Why even try? Good question. The Dude loves the big scouting activities – especially the traditional scouting stuff like camp, outdoor nature stuff, etc. We haven’t been doing much of that lately, and I think I can help jazz up his Cub Scout experience. At least I hope I can. So it’s really mostly about him and making his Scouting experience better – though I suggest others will appreciate the changes.
Anyway – Saturday, 8:00 a.m. to 3:30, in some church basement. The church must save money by turning down the furnace after Sunday services and not turning it up until Saturday morning, because the morning started out cold! The first two hours were relatively interesting, PowerPoints and videos about scouting. The sort of thing you would expect. After a short break, we begin hour 3. Two presenters up front when someone shouts from the back of the room, “Hey Sue (not her real name), do you know the muffin man?”
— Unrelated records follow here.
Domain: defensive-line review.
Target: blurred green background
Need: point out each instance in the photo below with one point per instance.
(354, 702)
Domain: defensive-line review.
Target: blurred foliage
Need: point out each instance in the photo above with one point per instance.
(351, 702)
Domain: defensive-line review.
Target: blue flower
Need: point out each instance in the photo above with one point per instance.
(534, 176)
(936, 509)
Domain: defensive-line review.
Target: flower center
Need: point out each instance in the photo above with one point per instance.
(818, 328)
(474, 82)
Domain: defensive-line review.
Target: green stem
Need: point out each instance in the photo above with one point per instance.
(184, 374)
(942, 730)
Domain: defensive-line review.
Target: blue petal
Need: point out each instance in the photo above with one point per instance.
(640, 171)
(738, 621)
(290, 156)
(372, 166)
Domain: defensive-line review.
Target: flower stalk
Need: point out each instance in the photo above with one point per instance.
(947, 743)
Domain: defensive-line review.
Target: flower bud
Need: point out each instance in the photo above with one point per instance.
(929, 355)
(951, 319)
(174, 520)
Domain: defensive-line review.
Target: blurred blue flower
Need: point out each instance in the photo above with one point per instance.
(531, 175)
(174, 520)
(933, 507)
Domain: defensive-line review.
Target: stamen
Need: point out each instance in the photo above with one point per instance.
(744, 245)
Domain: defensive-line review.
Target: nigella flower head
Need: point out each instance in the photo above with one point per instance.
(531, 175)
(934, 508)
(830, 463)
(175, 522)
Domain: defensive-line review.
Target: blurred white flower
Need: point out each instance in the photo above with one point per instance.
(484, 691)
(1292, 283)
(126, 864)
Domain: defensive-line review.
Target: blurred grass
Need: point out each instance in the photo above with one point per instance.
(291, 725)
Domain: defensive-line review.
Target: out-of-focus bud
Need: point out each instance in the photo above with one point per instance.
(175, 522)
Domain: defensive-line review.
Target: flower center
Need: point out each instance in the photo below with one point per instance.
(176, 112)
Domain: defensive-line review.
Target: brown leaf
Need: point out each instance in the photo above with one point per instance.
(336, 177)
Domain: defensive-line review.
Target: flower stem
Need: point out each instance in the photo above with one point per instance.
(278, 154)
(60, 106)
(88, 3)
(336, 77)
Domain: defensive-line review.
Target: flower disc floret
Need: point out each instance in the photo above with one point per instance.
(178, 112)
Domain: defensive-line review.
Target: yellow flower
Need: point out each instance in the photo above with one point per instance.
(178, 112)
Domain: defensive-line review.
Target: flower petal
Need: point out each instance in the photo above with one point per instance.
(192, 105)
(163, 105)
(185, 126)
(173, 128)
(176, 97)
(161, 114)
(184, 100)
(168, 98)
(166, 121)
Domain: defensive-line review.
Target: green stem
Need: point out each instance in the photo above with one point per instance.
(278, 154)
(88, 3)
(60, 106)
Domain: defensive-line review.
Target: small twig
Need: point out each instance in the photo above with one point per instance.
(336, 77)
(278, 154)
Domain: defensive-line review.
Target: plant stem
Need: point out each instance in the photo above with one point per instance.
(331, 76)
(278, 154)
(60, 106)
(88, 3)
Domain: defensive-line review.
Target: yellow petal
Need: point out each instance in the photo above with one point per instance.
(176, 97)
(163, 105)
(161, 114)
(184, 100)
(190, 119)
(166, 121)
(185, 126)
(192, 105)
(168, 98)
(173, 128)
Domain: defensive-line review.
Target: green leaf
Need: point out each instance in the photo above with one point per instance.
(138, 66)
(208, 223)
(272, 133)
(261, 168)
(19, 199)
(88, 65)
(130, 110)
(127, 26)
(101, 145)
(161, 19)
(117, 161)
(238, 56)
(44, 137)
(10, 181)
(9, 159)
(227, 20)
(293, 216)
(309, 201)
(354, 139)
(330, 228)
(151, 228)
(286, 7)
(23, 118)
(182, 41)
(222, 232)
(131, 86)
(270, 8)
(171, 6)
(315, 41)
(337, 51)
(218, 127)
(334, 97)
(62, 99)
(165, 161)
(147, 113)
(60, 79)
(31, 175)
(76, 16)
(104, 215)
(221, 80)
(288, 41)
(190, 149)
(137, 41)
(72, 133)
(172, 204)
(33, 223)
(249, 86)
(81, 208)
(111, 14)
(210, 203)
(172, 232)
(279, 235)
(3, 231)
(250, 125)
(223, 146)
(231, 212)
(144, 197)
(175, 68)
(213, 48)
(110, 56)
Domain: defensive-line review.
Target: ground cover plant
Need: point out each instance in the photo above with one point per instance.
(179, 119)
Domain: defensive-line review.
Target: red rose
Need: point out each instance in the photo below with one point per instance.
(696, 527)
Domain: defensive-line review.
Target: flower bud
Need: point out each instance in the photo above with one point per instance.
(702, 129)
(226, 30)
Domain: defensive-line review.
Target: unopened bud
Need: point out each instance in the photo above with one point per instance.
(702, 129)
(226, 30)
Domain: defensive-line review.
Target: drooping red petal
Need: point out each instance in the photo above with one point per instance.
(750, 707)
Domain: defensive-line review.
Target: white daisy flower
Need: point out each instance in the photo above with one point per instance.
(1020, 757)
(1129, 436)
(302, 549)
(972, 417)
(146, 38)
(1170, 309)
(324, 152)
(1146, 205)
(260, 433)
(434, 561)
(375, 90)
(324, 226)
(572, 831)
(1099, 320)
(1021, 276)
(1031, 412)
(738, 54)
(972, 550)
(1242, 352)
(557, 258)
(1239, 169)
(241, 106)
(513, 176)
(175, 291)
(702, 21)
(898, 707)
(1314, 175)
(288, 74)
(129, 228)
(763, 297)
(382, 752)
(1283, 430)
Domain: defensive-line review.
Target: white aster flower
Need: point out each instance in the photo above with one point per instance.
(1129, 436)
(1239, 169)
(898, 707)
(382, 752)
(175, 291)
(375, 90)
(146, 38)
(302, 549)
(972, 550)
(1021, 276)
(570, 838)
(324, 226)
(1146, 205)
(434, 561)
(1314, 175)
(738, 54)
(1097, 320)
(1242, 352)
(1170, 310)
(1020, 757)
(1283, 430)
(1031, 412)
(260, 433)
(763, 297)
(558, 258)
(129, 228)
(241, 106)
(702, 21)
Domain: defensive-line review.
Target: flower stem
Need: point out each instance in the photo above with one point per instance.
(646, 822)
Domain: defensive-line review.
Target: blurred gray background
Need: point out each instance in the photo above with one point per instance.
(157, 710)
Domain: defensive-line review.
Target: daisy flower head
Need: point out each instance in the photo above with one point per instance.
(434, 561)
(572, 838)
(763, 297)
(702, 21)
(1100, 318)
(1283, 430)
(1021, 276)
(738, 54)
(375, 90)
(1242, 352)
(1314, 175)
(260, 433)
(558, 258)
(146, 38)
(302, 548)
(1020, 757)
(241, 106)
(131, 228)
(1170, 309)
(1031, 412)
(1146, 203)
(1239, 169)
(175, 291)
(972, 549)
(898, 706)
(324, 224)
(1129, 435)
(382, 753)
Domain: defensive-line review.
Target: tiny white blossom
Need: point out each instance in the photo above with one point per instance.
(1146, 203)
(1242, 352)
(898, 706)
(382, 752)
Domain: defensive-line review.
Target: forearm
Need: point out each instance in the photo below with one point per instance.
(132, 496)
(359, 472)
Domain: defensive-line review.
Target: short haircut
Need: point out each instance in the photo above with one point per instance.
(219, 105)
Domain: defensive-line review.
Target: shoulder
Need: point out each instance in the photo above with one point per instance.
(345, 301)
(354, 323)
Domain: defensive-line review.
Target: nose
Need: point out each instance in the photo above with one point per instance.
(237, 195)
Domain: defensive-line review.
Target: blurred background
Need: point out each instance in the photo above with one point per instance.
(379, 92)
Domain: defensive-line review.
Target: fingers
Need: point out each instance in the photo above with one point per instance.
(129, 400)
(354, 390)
Sue replies, “Yes, I know the muffin man,” and begins singing the familiar muffin man song while hopping up and down. As she is hopping up and down she hops over to her co-presenter and stands about two feet away from him. He then starts hopping in time with her – face-to-face. When she completes the song, he keeps hopping and starts singing the muffin man. There’s a twist – when he gets to the end he adds the street he lives on in place of Drury Lane.
Then – the co-presenter turns to me (that’s what I get for sitting in the front row), and starts singing the Muffin Man song. OK – I’m pretty bright – I know where this is going. They obviously expect me to hop and sing with him, just like he did with Sue.
At this point I do something totally out of character. I stand up, say “No, I don’t do that,” pick up my training materials and leave the room. He’s a pro. He doesn’t miss a beat – just keeps on singing the Muffin Man to the next guy down the line.
I walk out – along with a few other guys who had the brains to sit in back so they didn’t have to make a scene. I don’t know what to do. I see that one of the Scout Leaders who organized the training has followed me out and asks what’s wrong. I grab my cell phone and say, “Nothing, just need to call my wife and have her convince me that I should stay.” Very lame – I know – but at least I didn’t grab my coat and just leave – which was what I really wanted to do.
Don’t get me wrong – if the kids were there and this was a real Cub Scouting event I would have hopped and sang along with the Muffin Man. I’m not above humiliating myself in front of small children – but I draw the line at adults. Perhaps this was an icebreaker, but I didn’t need my ice broken. In fact, it took me about 20 minutes to calm down enough to tuck my tail between my legs and return to the blasted training. I couldn’t really concentrate for the next two hours – until lunch break – so I don’t even remember what the Muffing guys were even presenting on.
I spent the rest of the day flip-flopping between paying attention to the trainings, and brooding over whether I’d made the right choice to walk out in the first place, or whether I should have just kept walking.
The Hobbled Wife for her part was great. She talked me off the ledge, got me back into the meeting, and even suggested some nice strategies for peaceful confrontation should I ever be asked again, “Do you know the Muffin Man?”